Acontece que um dos pontos da regulamentação futura da profissão está na possibilidade que o primeiro contato tenha de ser obrigatoriamente presencial. Referência na área da telemedicina, o Dr. Carlos André Aita Schmitz, coordenador de Tecnologia da Informação (TI) no Telessaúde-RS e professor na UBS Santa Cecília, acredita que limitar o acesso do paciente é "estúpido e perigoso".
— No momento em que um primeiro contato seja obrigatoriamente presencial, um paciente pode desistir e resolver se automedicar, por exemplo. O paciente precisa do que for melhor para ele. E quem define o que é melhor é um profissional de saúde. Cada caso deve ser discutido — pontua Aita.
Na visão do profissional, a discussão, além de delicada, está muito atrasada.
— A revista Science (uma das revistas acadêmicas mais prestigiadas do mundo) documenta a primeira consulta feita por uma ligação em 1879. No Brasil, estamos discutindo 145 anos depois se o primeiro contato pode ou não ser por esse meio? — questiona.
Para o Dr.

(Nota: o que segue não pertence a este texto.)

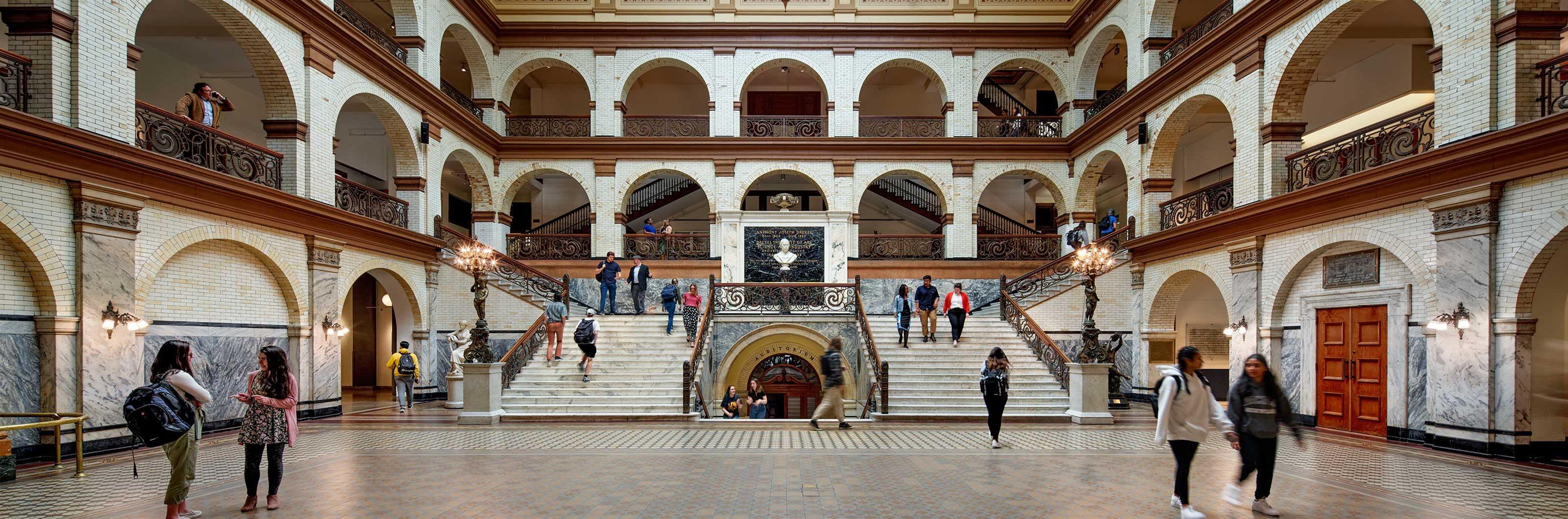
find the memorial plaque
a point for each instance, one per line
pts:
(762, 243)
(1352, 269)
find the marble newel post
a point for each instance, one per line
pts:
(112, 361)
(1464, 388)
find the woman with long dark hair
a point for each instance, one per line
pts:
(993, 388)
(173, 364)
(269, 423)
(1258, 407)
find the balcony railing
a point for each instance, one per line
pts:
(164, 132)
(1199, 204)
(882, 247)
(783, 126)
(463, 99)
(13, 80)
(1197, 32)
(904, 126)
(365, 25)
(1040, 126)
(667, 245)
(1395, 139)
(370, 203)
(1106, 99)
(549, 245)
(1018, 247)
(548, 126)
(664, 126)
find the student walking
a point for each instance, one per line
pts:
(1258, 407)
(587, 338)
(833, 371)
(173, 364)
(270, 423)
(957, 309)
(993, 389)
(926, 305)
(405, 371)
(1183, 418)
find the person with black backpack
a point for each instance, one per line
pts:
(405, 371)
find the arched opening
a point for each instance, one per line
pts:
(200, 94)
(902, 215)
(784, 98)
(665, 99)
(667, 217)
(1362, 90)
(551, 99)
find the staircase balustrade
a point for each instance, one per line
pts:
(1390, 140)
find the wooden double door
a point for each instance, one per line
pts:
(1352, 369)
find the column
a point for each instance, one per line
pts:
(1460, 363)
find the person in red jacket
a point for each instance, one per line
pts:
(957, 309)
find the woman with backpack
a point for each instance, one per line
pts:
(993, 388)
(1184, 411)
(173, 366)
(1258, 408)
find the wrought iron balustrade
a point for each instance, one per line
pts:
(1399, 137)
(370, 30)
(1199, 204)
(1196, 33)
(664, 126)
(783, 126)
(370, 203)
(164, 132)
(548, 126)
(1023, 126)
(904, 126)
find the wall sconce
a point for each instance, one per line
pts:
(1459, 319)
(1239, 328)
(114, 317)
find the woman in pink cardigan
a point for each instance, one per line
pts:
(269, 423)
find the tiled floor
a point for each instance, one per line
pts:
(388, 465)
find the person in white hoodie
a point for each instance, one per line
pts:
(1184, 415)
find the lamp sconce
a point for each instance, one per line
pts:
(1239, 328)
(114, 319)
(1460, 320)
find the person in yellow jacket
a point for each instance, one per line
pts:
(405, 371)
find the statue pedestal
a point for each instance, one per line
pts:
(482, 399)
(1087, 393)
(454, 391)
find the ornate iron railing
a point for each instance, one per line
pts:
(783, 126)
(549, 245)
(1018, 247)
(904, 126)
(370, 30)
(549, 126)
(370, 203)
(1106, 99)
(880, 247)
(15, 71)
(463, 99)
(167, 134)
(667, 245)
(1197, 206)
(1554, 85)
(1399, 137)
(1194, 33)
(1009, 126)
(664, 126)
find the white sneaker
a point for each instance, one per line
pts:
(1233, 495)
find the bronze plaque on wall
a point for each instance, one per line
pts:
(1350, 269)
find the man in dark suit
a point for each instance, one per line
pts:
(639, 278)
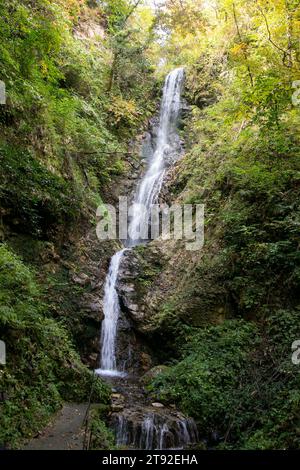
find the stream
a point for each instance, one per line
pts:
(138, 423)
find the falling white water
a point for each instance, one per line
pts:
(167, 143)
(147, 194)
(111, 310)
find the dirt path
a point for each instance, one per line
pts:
(65, 433)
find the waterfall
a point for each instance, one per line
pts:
(111, 310)
(167, 144)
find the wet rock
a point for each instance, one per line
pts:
(149, 428)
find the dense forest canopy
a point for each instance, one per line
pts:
(83, 78)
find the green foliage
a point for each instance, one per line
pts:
(101, 438)
(63, 133)
(239, 384)
(42, 367)
(32, 194)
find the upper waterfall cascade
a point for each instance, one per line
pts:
(148, 190)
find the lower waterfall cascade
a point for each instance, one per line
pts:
(141, 426)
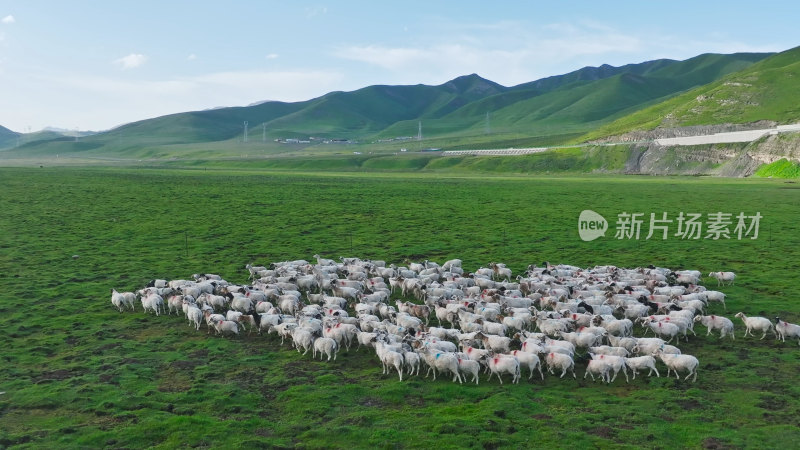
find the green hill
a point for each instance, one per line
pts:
(766, 90)
(468, 110)
(8, 138)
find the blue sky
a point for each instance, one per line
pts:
(98, 64)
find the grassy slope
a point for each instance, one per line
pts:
(76, 373)
(764, 91)
(453, 113)
(8, 138)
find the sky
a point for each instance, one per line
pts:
(94, 65)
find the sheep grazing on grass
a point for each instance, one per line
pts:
(598, 367)
(469, 366)
(122, 300)
(785, 329)
(325, 346)
(723, 277)
(756, 323)
(499, 364)
(560, 361)
(713, 322)
(640, 363)
(481, 308)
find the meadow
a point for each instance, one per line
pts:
(77, 373)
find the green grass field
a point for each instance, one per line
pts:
(76, 373)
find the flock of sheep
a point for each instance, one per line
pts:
(502, 327)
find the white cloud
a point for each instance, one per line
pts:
(131, 61)
(315, 11)
(506, 52)
(110, 101)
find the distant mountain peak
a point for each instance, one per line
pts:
(473, 83)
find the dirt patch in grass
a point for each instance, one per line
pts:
(372, 402)
(188, 364)
(56, 375)
(603, 432)
(689, 404)
(715, 443)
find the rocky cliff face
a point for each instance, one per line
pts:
(697, 130)
(729, 160)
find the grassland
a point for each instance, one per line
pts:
(76, 373)
(764, 91)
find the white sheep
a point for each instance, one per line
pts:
(499, 364)
(664, 329)
(713, 322)
(722, 277)
(441, 361)
(120, 300)
(615, 363)
(606, 350)
(756, 323)
(325, 346)
(715, 296)
(598, 367)
(494, 343)
(529, 360)
(153, 302)
(469, 366)
(582, 340)
(785, 329)
(226, 326)
(560, 361)
(640, 363)
(195, 316)
(412, 362)
(302, 337)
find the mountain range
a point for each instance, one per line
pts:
(469, 111)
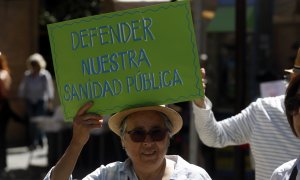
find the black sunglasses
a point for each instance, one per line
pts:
(292, 105)
(139, 135)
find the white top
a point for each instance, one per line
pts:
(284, 171)
(263, 124)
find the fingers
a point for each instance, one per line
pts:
(84, 108)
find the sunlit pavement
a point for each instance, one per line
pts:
(23, 164)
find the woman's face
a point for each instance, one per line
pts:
(148, 153)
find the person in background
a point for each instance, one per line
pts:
(262, 124)
(37, 90)
(145, 134)
(290, 169)
(5, 110)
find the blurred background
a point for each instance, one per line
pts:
(242, 44)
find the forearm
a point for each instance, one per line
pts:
(65, 166)
(231, 131)
(206, 126)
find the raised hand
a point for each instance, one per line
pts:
(83, 123)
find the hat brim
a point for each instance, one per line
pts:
(175, 118)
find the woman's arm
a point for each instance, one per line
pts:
(83, 123)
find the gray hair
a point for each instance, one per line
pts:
(167, 122)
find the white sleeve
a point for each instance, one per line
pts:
(235, 130)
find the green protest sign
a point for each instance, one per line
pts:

Marcelo Gonçalves, um exemplo clássico é modelo de atendimento referenciado existente no Rio Grande do Sul. Diariamente, veículos partem de todos os pontos do Estado para trazer pacientes até hospitais de referência, principalmente, em Porto Alegre. O uso de telemedicina evita boa parte destes deslocamentos, trazendo conforto, segurança e gerando grande economia de tempo aos pacientes.
— Hoje, um paciente vem na consulta, recebe uma solicitação de exame. Volta depois para mostrar o exame. Qual a necessidade de todo esse deslocamento? O exame pode ser solicitado e apresentado remotamente.
Aita ainda ressalta que num país com de dimensões como o do Brasil, quanto mais opções estiverem disponíveis para sanar desigualdades, mais se reduz o risco de que um paciente deixe de receber os devidos cuidados.
— É melhor atender com um telefonema ou deixar de atender? — questiona o profissional.